Maud took care of her mother until her until she died in 1913 and Maud retired from teaching in 1914 at age 47 after the estate was settled. She then spent a summer at the Bar BC Ranch in Beaver Creek Wyoming as a "dude".

Teddy Roosevelt had popularized dude ranch life in the 1880s. "It is certainly a most healthy life. How a man does sleep, and how he enjoys the coarse fare!" He bought his own ranch in the Badlands of North Dakota.

Buffalo Bill Cody’s Wild West show was the most popular act of its time. Sharpshooter Annie Oakley was his star performer. She split cards on their edges, snuffed out candles, and shot the corks off bottles. She normalized getting Victorian-era women to move into the outdoors, “God intended women to be outside as well as men, and they do not know what they are missing when they stay cooped up in the house.”

Tourist ranches were set up and the Bar BC was the most popular dude ranch in Wyoming, near the Grand Teton and Yellowstone. Maud paid about $300/week to live the cowboy life. There were few women on the trail. But Maud fell in love with the Grand Teton and decided to stay in Jackson Hole.

Maude fell in love with the area. Snake River, Grand Tetons, National Archives photo

She had a three-room cabin built alongside Cottonwood Creek in 1916. When her only brother died a year later, she approached Bill Menor who operated the ferry across the Snake River, and offered to buy his farm and ferry. She wrote home and had her step-father's carriage driver and groomsman, Sydney Fredrick Sandell join her and they moved to the cabin near the ferry.

Sandell, known as Fredrick in Philadelphia was married with a son. He was a partner in the property. They lived together and operated the ferry until a bridge was built in 1927. Maud had the kitchen removed to make room for Sydney. They cooked in Melor’s main house about 500 feet away.

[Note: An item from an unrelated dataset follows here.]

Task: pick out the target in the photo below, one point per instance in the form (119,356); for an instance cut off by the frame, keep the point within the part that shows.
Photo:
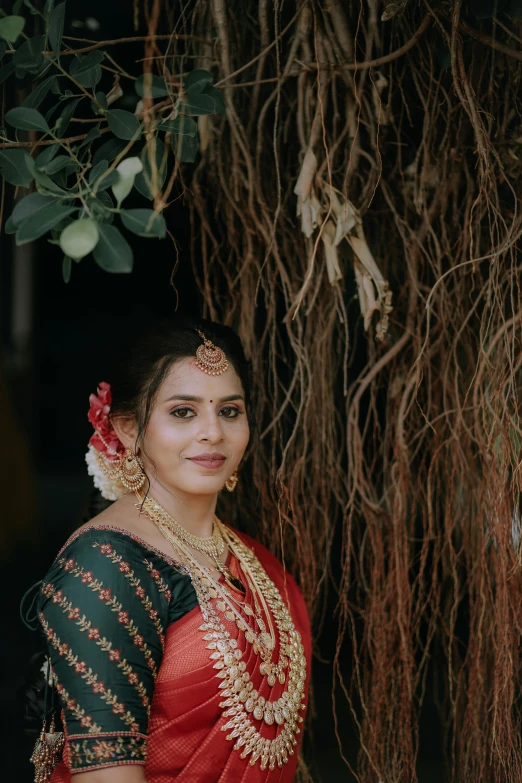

The ferry was a system of cables and pontoon platforms that could be pulled across the swift-moving Snake River. Automobiles had started to arrive, mostly tourists visiting Yellowstone and looking for more scenery in wild Jackson Hole, a half day’s drive south.

Maude raised prices from $0.50 to $1.00 for local wagons or Wyoming cars, and $2.00 for tourists from out of state.

After donating land for a log church, the Chapel of the Transfiguration, they sold the rest of the property to John D. Rockefeller's Snake River Land Company in 1927. She was one of the few people who knew the motive. In 1923, she hosted a group of local ranchers in the cabin with Horace Albright, Superintendent of Yellowstone National Park, and they laid out a plan to save the Jackson Hole area from development. They eventually convinced Rockefeller to buy up and preserve the land. It was eventually added to the National Park Service. The Maud Noble Cabin at Melor’s Ferry is located in what is now Grand Teton National Park.

Church of the Transfiguration on land donated by Maud Noble Library of Congress Image

Maud lived with Sydney at a new ranch they bought at Wilson, about seven miles from Jackson. In the 1930 census, he was listed as Maud’s spouse although there is no record of their marriage. He got sick in 1937 and went back to Pennsylvania to live with his son Fritz, where he died in 1938. Maude left in 1943 to live with her brother’s family, “too old to handle winters in Jackson Hole”. But she remembered her time at the ferry as “Those happy years there, always a joy for me to remember”. Maud died in 1951 in Philadelphia.